His daughter wrote, "Two words, spoken by my sister Crystal.  She said them gently, as gently as snow falls on a windless winter night.  I was struck though, hard, and my hands went to my face covering my mouth.  Despite the fact that the family had been expecting it for days, it startled me.  "Dad died."  There have been no tears since I heard those words, but they will come.  I can feel them, lurking, waiting for the dam to break.  Dad went into the hospital a week ago and we all knew he wouldn't be coming back home.  

"It's strange, my emotions surrounding that situation broke through in moments I hadn't anticipated.  Not when I saw him as he inched toward that threshold we all must cross.  It hurt to see him make this journey, deeply, profoundly, thoroughly.  But no tears.  I was at work last week and let my boss know what was going on and that started a chain of compassion that soon ringed itself around me.  I was leaving after a shift to go to the hospital and just paused to thank coworkers for their support and the words caught in my throat.  I couldn't speak.  That was the first leak in the dam.

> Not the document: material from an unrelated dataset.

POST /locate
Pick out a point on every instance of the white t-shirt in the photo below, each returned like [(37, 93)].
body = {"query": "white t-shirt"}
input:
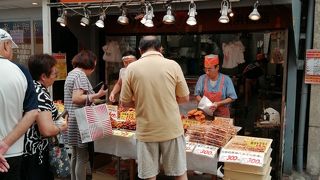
[(13, 86)]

"There is a picture in one of our family photo albums of my Dad sitting on a hillside.  He's about forty and he's pointing at something off-camera.  We had a little thing we did in those days, putting captions to pictures and I wrote one for this photo.  It says, "Ross Durham points out a blatant inconsistency."  It's generally agreed that this captures my father's personality.  He was a research scientist for many years and then moved on to teaching advanced biology classes at the University of Tennessee at Chattanooga.  A very smart man.  Blatant inconsistencies never had much of a chance around him.

"You might think that such a man was a no-nonsense kind of guy.  But my Dad loved nonsense.  Though his own humor tended toward dry, he loved slapstick.  A good pratfall could really crack him up.  Dad was always ready for a good joke and had a ton of them in his head, right next to the stuff detailing the latest brain research from the New England Journal of Medicine.

"I want to give you something to think about.  It has to do with legacy.  Someone passes and it's just sort of natural to think about it.  My Dad's legacy?  Well, he put out a number of respected scientific papers with titles somewhat ungainly for us laymen.  Things having to do with synaptic responses to stimulus in the brains of adult rabbits.  Then there's his work as a teacher.  It's a popular meme that those that can't do, teach.  That's such a load of hooey.  

"My Dad taught anatomy and physiology courses to those that would eventually become nurses and doctors.  He was a hard ass, refusing to grade on a curve.  We're dealing with people's lives here and you either knew the material or you didn't and as far as he was concerned, when dealing with life or death situations, you had to know what the hell you were doing.  If you didn't, he failed you, period.  If one of those nurses he taught, or one of those doctors, saved a life, my Dad's fingerprint was on that life.  He taught hundreds of students over the years.  Take just one young person whose life was saved by a nurse who knew what she was doing because my Dad insisted that she should, just one.  That one person goes on to get married and have kids.  Then those kids grow up and they have children.  That's a whole thread of humanity with my Dad's fingerprint on it.  I think it's safe to say there are many such threads.  That is my father's legacy.

"We associate great accomplishments with works of art, vast fortunes accumulated, heroism on a battlefield and international fame.  Often it's not at all inappropriate that we do so.  But when it comes to the nuts and bolts of life great accomplishments are easily overlooked.  That doesn't make them any less real though.  Dad's accomplishments are as real as dirt, as real as air, as real as carbon, one of the basic building blocks of life.  His accomplishments play in parks, sing to themselves and laugh out loud every single day.

"So, as I said previously, I want you to think about all this.  My Dad was a great teacher, and like so many great teachers he doesn't get the credit he deserves.  Not that he ever asked for such credit.  But I'm asking.  I'm asking for him and all the other great teachers out there who see to the nuts and bolts of life.

"My Dad is, and always has been, my hero.  And he's a pretty darned good one."
 

In honor of his request there will be no formal viewing or services. 

Companion Funeral Home has charge of the arrangements.